Phare de la Jument Ile d’Ouessant – Prende il nome dalla roccia sulla quale é stato costruito agli inizi del novecento dopo che una innumerevole serie di naufragi convinsero della necessità di mettere un testimone all’entrata del Passaggio del Fromveur tra le isole Molène e Ouessant, un tratto di mare dove la corrente arriva a 20 km/h come il mio vespino salendo in città alta a Bergamo. Perché la star? La Jument é famosissimo sopratutto per la foto dove si vede il guardiano con le mani in tasca guardare dalla porta mentre dietro un’onda gigantesca sta arrivando sul faro. Ma non solo, il nostro faro é anche star di cinema: nel 2004 un film francese “L’Equipier” racconta la storia di due guardiani del faro della Jument. Finisterre rispetta scrupolosamente i diritti d’autore, vi posso solo offrire la “bande-annonce” come dicono i francesi.


Il faro infernale

JOB Nicolas - Vue aerienne, le phare Ar Men
JOB Nicolas – Vue aerienne, le phare Ar Men

Le Phare de Ar Men, Ile de Sein – “Qui voit Ouessant, voit son sang, qui voit Sein voit sa fin” al largo dell’isola di Sein, un faro infernale, a cominciare dalla costruzione perché la roccia omonima sottostante, si scopre solamente a bassa marea. Ci sono voluti anni solo per fare i buchi sulla roccia per poter mettere i ferri necessari alla creazione della base del faro. Le barche di soccorso hanno ripescato per decine di volte gli operai che venivano buttati a mare dalle onde.

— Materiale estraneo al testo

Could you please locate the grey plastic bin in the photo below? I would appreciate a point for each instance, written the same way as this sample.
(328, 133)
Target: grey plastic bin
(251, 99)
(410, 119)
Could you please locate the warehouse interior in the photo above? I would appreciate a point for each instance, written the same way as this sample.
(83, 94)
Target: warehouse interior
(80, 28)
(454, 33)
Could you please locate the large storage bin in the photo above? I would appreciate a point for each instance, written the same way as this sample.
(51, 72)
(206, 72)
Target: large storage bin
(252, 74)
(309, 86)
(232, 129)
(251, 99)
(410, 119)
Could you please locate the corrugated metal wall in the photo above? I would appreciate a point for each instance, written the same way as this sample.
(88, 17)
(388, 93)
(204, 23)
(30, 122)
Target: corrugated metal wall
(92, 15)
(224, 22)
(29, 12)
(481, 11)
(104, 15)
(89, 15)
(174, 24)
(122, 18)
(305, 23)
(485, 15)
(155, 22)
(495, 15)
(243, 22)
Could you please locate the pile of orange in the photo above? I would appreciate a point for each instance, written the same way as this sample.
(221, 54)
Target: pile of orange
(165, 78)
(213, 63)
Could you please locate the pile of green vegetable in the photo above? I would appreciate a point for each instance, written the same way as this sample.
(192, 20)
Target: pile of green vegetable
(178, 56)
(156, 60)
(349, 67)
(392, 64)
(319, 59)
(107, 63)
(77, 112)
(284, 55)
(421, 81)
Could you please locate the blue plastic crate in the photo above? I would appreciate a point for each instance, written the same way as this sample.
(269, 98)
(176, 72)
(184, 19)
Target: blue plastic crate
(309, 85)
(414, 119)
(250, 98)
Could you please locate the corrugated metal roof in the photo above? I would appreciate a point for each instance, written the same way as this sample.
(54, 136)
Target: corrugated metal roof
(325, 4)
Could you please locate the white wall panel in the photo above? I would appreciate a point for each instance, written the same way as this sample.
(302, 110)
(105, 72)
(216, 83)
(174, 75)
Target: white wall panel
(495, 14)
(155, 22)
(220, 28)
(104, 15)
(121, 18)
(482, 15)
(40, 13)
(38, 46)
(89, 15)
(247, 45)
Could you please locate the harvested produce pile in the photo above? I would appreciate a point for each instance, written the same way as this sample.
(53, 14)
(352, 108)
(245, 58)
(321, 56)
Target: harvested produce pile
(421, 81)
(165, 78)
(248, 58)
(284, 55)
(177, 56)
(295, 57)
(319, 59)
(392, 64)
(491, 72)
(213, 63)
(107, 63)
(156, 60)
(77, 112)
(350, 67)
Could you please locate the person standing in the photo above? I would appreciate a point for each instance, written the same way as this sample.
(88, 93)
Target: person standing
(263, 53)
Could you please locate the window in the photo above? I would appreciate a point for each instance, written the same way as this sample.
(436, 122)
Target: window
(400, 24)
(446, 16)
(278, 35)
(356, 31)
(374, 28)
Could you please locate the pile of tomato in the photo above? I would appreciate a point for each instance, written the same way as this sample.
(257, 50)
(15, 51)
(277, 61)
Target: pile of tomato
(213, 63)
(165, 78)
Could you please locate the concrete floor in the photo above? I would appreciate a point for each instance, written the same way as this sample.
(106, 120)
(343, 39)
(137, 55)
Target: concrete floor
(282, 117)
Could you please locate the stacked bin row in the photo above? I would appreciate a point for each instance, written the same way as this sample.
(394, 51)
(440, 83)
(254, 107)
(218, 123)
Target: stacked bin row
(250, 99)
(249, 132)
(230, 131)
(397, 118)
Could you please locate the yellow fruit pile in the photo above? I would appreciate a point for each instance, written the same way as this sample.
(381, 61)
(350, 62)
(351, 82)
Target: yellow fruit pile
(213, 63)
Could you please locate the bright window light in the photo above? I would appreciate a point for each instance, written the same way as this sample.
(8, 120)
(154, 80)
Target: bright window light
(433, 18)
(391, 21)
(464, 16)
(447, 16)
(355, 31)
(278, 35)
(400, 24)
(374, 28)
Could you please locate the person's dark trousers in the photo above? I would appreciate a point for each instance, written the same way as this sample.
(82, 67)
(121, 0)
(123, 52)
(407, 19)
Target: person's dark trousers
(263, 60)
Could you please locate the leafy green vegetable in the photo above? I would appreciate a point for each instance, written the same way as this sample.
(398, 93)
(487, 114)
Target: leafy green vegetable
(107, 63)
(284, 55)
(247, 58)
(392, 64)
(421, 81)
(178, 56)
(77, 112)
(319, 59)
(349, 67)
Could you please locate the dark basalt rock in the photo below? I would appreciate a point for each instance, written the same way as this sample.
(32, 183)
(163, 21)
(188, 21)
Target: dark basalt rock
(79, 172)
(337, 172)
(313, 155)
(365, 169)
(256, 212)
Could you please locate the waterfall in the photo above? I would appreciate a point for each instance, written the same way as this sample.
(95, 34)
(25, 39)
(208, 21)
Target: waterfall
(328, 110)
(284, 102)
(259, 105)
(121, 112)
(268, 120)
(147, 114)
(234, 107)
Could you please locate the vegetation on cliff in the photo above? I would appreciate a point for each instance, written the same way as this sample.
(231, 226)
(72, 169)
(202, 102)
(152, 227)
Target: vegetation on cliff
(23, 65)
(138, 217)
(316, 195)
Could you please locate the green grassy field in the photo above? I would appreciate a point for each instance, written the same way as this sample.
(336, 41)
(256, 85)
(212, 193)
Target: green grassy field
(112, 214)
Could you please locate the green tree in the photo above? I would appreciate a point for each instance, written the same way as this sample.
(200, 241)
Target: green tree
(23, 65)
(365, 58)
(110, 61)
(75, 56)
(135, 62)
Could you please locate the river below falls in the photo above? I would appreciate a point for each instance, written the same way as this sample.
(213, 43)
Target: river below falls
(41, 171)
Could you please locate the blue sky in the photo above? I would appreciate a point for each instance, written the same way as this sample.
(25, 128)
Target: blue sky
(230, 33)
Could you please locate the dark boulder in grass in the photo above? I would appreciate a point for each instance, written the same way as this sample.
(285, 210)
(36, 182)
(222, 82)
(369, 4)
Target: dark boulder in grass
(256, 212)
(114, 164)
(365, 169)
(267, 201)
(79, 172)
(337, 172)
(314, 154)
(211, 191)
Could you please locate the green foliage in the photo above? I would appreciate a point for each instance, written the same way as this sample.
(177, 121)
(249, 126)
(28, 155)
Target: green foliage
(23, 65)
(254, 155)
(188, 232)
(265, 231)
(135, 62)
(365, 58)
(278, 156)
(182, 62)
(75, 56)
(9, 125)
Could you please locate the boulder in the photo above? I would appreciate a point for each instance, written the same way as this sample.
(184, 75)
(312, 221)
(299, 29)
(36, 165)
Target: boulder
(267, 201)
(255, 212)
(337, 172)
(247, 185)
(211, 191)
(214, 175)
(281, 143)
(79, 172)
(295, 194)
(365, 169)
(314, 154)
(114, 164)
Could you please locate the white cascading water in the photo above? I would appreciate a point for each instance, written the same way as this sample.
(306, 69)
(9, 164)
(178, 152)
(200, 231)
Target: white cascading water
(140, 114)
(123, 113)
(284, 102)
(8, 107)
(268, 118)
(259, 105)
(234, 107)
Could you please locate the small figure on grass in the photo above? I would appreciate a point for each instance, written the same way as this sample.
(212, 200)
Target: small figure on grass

Alla fine il faro fu costruito ed é diventato infernale per i guardiani: chiamato “l’inferno degli inferni” per via della distanza dalla isola e le condizioni di mare che rendevano diffile il cambio durante le tempeste. Anche durante il lavoro di guardia di tutti i giorni il faro veniva scosso frequentemente e il rumore delle onde era infernale (appunto). Dal 1990 non ci sono più guardiani al faro di Ar Men, come in tutti gli altri fari Bretoni marittimi.